Children with CDI tend to have a watery diarrhea and at least three bowel movements per day for at least two days, along with the other typical symptoms for C. diff.
The C. difficile bacteria is a very interesting species. It is an anaerobic motile bacteria which is found mostly in soil. They look like long, irregular, almost drumstick-shaped cells when looked at under a microscope. They have a bulge at one of their ends. They like to grow on the blood agar at human body temperatures. They produce spores when they are stressed that can handle more extreme conditions than typical bacteria, which explains their toughness and difficulty to remove. Scientists think that it is present in 2 to 5 percent of the adult population.
C. difficile typically produes a number of toxins, one an enterotoxin and the other a cytotoxin. They both are capable of producing symptoms of inflammation and diarrhea, although scientists don’t yet have a handle on example which does which.
C. diff is mostly transferred via fecal to oral route. The reason why they are so easy to spread is that the spores are incredibly tough, and are not killed by the usual alcohol-based hand cleansers that are used in medical facilities. The spores can survive in a clincial environment for quite a while, and therefore it can come from just about any surface. Once the spores get inside the body, they have an acid resistance that allows them to move through the tomach and get to the colon, where they thrive.

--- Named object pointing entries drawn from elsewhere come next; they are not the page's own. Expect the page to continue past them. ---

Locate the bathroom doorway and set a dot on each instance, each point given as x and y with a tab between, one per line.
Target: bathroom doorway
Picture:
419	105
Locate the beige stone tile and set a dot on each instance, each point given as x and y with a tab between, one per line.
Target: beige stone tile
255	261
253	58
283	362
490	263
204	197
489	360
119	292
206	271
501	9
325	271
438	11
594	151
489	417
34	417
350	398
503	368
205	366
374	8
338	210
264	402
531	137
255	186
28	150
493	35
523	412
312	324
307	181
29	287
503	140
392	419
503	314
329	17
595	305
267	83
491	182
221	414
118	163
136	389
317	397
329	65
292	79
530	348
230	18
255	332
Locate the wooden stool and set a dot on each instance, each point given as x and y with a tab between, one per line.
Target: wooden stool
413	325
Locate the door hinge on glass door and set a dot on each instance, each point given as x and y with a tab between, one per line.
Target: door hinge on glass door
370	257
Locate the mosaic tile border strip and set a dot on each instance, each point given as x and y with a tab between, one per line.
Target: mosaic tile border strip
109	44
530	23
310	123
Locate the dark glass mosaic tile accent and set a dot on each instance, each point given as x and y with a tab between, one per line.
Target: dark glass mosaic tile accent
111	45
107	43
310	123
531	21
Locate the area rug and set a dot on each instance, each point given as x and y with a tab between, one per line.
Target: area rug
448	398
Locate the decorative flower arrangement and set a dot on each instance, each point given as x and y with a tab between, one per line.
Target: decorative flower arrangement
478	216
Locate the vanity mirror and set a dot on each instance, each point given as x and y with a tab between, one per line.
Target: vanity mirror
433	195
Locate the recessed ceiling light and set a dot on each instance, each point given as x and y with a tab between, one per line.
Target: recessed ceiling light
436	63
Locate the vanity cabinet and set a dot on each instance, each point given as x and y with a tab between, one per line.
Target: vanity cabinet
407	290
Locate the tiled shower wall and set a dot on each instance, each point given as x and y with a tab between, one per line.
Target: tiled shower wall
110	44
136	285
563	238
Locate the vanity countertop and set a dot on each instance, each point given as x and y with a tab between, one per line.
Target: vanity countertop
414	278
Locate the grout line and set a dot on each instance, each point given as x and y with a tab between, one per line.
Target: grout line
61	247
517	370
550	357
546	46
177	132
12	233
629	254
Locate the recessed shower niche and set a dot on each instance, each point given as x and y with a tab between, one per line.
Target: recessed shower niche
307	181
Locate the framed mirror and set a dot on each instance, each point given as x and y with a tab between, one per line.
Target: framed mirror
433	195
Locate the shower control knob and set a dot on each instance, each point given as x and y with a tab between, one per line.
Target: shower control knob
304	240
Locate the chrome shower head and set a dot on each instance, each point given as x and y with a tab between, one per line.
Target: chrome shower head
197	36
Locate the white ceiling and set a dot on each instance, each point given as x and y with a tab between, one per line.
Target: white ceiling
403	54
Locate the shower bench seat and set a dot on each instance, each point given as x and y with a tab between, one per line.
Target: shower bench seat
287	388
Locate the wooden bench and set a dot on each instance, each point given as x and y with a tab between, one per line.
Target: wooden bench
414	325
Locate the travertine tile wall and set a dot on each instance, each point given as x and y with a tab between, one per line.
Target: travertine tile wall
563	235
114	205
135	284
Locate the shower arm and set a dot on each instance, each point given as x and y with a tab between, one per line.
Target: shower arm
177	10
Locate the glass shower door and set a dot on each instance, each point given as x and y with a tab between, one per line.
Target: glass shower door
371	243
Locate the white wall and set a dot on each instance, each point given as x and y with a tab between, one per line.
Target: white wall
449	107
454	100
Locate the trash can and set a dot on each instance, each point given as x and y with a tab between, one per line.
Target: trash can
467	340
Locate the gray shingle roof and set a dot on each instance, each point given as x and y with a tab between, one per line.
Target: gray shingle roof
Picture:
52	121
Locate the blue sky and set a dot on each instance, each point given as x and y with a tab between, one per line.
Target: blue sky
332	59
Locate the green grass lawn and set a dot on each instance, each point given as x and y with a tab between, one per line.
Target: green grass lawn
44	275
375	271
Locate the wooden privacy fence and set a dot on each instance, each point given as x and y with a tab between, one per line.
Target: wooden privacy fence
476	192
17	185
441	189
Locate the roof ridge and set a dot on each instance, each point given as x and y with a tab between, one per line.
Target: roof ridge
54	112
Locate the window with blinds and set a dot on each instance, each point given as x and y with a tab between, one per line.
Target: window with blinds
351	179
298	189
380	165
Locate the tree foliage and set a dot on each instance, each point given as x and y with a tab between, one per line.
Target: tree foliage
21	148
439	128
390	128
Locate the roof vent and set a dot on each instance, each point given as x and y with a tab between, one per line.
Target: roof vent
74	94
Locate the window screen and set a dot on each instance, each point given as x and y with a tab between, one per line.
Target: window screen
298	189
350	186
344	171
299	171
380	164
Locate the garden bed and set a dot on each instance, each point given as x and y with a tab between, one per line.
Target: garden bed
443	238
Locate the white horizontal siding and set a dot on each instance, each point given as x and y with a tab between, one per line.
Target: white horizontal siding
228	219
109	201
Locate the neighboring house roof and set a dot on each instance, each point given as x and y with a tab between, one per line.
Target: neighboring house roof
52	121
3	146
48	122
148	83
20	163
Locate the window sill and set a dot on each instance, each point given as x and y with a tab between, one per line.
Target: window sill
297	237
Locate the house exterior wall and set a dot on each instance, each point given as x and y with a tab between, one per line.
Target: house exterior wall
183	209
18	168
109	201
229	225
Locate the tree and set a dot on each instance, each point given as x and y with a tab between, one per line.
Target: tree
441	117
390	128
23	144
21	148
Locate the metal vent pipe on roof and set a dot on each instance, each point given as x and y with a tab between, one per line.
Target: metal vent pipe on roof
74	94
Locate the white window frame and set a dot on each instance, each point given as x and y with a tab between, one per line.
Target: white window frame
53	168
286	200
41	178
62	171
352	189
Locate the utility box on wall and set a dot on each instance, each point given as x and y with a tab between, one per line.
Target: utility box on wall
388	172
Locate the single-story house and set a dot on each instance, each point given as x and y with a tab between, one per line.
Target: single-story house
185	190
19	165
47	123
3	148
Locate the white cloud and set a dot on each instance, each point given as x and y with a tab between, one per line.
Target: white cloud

The average human digestive tract has a whopping 1,000 species of microorganisms. While this sounds unpleasant, most of them are harmless, and some are even beneficial. This is why it is so important that nothing upsets the balance of these organisms, and when it does, C. diff infections can be the result.
Patients who are in hospitals or long-term health care facilities are at the highest risk, especially those who rely on long-term treatment with antibiotics.